Add a full SFT GPU demo for Llama 3_1#3146

Open
katjasrz wants to merge 8 commits intoAI-Hypercomputer:mainfrom
katjasrz:main
Open

Add a full SFT GPU demo for Llama 3_1#3146
katjasrz wants to merge 8 commits intoAI-Hypercomputer:mainfrom
katjasrz:main

Conversation

@katjasrz
Copy link
Collaborator

@katjasrz katjasrz commented Feb 17, 2026

Description

  • Adds src/MaxText/examples/sft_llama3_gpu.ipynb: a GPU-focused, end-to-end notebook for SFT of Llama 3.1-8B on NVIDIA GPUs (HF auth → gated access note → HF → MaxText checkpoint conversion (CPU) → SFT run → TensorBoard → inference sanity check).
  • Motivation: complements existing notebook/docs that emphasize TPU SFT flows (e.g. sft_llama3_demo.ipynb) with a clear NVIDIA GPU path.

Tests

Executed the notebook in the NGC container nvcr.io/nvidia/jax:26.01-maxtext-py3 on a cluster node with 8 H100 NVIDIA GPUs, CUDA 13.1, driver 580.105.08, JAX 0.8.1.dev20260217.

Verified:

  • Checkpoint conversion completes.
  • SFT runs for 100 steps and writes checkpoints/logs.
  • TensorBoard logs are created.
  • Inference sanity check runs and produces output.
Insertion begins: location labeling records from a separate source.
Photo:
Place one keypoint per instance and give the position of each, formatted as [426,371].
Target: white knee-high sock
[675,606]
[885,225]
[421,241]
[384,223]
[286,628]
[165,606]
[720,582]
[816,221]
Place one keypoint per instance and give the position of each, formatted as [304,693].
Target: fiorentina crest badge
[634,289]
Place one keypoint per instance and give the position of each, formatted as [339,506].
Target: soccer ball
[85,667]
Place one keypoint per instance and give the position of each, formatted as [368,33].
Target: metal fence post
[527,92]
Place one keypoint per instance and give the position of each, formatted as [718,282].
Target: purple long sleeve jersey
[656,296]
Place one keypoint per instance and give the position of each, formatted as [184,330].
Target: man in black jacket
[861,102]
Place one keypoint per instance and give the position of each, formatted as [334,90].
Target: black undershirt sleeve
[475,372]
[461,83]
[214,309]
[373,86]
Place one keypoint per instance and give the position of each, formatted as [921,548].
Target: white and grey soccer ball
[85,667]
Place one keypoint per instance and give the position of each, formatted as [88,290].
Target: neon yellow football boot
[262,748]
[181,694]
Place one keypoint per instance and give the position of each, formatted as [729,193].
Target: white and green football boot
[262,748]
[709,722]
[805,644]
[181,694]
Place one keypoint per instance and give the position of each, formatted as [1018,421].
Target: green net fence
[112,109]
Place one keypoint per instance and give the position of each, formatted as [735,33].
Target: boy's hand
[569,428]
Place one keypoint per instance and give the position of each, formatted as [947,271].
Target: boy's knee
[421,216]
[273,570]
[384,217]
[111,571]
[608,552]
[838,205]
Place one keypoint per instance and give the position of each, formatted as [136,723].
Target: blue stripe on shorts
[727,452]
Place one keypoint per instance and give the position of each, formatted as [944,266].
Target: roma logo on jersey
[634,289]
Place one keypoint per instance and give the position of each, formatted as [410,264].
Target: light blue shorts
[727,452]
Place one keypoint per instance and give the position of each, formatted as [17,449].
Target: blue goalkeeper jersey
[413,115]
To reproduce, execute as follows:

cd <YOUR_ROOT_DIRECTORY>

# clone this repo
git clone https://github.com/katjasrz/maxtext.git

export ROOT_DIR=$(pwd)
export PROJECT_DIR=$ROOT_DIR/maxtext/src/maxtext/examples
export HF_CACHE_DIR=$ROOT_DIR/huggingface

docker run -it --rm --ipc=host \
  --gpus=all \
  -p 8889:8889 \
  -p 6006:6006 \
  --shm-size=16g \
  --ulimit memlock=-1 \
  -v "$PROJECT_DIR":/workspace \
  -v "$HF_CACHE_DIR":/hf_cache \
  -e HF_HOME=/hf_cache \
  -e LOCAL_UID=$(id -u) \
  -e LOCAL_GID=$(id -g) \
  nvcr.io/nvidia/jax:26.01-maxtext-py3 \
  bash -lc 'set -e
    groupadd -g $LOCAL_GID hostgrp 2>/dev/null || true
    useradd -u $LOCAL_UID -g $LOCAL_GID -M -d /workspace hostusr 2>/dev/null || true
    
    python3 -m pip install --upgrade pip
    pip install jupyterlab ipywidgets
    pip install -U git+https://github.com/google/tunix
		pip install torch --index-url https://download.pytorch.org/whl/cpu
    
    su hostusr -c "cd /workspace && HOME=/workspace HF_HOME=/hf_cache \
      jupyter lab --ip=0.0.0.0 --port=8889 --no-browser"'

Then follow the instructions in the jupyter notebook src/maxtext/examples/sft_llama3_gpu.ipynb

Two container-specific fixes corresponding to an older maxtext version excluded from the notebook:

Fix 1. The code below includes a workaround for a known container issue where create_nnx_model defaults model_mode to None instead of "train". This is patched at runtime.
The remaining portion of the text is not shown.